The case also confirms another point — that unless there is a formal stay of proceedings, the parties can conduct discovery and the court can rule on a discovery motion at the same time it rules on the petition to compel arbitration. Wet Seal had objected to responding to discovery pending the hearing on its motion. Plaintiff moved to compel, and the court heard that motion immediately after denying the motion to compel arbitration: “When the court ruled on the discovery motion, the motion to compel arbitration was no longer pending, and the request for arbitration had been denied.” Moreover, regardless of the outcome of the motion to compel arbitration, the discovery motion was not moot in light of Montano’s intention to pursue her representative PAGA action, which could not be arbitrated. Plaintiff’s counsel in this case (Scott Cole & Associates) certainly deserve a round of applause on all counts.
Montano v. The Wet Seal Retail, Inc. (Cal. Ct. App., 2nd Dist. Jan. 30, 2017) 2017 S.O.S. 482. Click here for full opinion.
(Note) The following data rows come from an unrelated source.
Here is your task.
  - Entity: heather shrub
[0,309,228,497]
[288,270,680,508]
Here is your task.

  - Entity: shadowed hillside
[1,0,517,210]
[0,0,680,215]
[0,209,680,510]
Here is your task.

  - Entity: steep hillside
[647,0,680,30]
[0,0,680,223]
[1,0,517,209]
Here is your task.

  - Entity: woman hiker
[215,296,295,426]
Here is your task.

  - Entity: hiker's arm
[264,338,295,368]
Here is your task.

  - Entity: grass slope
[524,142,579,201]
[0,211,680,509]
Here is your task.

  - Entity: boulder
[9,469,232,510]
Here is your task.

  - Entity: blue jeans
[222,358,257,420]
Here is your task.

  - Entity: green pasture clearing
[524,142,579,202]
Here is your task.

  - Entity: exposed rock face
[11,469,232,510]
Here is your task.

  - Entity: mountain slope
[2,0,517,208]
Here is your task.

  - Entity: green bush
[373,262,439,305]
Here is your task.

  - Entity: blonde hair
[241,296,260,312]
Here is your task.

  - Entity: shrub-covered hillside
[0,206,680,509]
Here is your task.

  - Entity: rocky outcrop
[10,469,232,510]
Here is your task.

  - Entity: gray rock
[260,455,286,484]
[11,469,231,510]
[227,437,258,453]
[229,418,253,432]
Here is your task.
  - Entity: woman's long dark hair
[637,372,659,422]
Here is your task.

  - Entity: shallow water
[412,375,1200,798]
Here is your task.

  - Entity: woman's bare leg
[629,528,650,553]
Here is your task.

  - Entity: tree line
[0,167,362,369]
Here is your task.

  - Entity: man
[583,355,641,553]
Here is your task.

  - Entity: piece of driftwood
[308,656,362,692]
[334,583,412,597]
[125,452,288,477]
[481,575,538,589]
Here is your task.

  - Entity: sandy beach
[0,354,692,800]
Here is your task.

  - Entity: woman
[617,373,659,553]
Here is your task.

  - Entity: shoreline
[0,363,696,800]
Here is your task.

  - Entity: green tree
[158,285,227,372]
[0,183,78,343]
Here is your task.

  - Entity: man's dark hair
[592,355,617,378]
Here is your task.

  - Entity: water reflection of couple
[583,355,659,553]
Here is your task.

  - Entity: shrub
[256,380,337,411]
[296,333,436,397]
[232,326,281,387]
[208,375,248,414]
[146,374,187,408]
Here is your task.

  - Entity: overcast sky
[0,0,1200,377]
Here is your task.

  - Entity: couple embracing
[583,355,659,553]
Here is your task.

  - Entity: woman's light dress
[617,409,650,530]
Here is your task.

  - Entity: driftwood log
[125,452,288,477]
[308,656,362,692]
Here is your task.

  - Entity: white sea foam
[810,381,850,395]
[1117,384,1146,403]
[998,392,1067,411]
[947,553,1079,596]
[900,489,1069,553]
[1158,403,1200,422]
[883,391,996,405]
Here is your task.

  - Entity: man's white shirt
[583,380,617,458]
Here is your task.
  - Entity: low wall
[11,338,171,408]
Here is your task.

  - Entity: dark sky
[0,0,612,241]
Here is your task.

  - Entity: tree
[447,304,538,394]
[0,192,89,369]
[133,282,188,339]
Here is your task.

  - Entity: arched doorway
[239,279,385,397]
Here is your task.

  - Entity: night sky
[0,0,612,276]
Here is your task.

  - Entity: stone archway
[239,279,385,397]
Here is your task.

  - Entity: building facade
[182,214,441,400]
“We next consider the second question raised by the parties: can an employer satisfy its obligation to relieve employees from duties and employer control during rest periods when the employer nonetheless requires its employees to remain on call? The answer, we conclude, is no — and an analysis of the regulatory framework, as well as the practical realities of rest periods, shows why. Neither Wage Order 4 nor section 226.7 provides a straightforward answer to whether on-call rest periods are permissible. Neither mentions on-call time at all, let alone on-call rest periods. (But see Wage Order 4, subd. 5(D) [providing that reporting-time pay requirements ―shall not apply to an employee on paid standby status who is called to perform assigned work‖].) Nonetheless, one cannot square the practice of compelling employees to remain at the ready, tethered by time and policy to particular locations or communications devices, with the requirement to relieve employees of all work duties and employer control during 10-minute rest periods.”
“ABM recognizes that the employer has a break-related obligation to its employees. But it suggests that we define that obligation by distinguishing between, on the one hand, requiring a guard to work and, on the other hand, requiring a guard to remain on duty or on call. It would also have courts determine whether an on-call obligation unreasonably interferes with an employee‘s opportunity to take an uninterrupted rest period. This proposed course would result in less clarity and considerably greater administrative complexities. And it makes for an awkward fit with section 226.7‘s text, which forbids employers from requiring employees to work during any meal or rest period, and Wage Order 4, which requires employers to provide rest periods and explicitly indicates that employees must generally be relieved of all duty during meal periods (Wage Order 4, subd. 11(A)). Several options nonetheless remain available to employers who find it especially burdensome to relieve their employees of all duties during rest periods –– including the duty to remain on call. Employers may (a) provide employees with another rest period to replace one that was interrupted, or (b) pay the premium pay set forth in Wage Order 4, subdivision 12(B) and section 226.7.”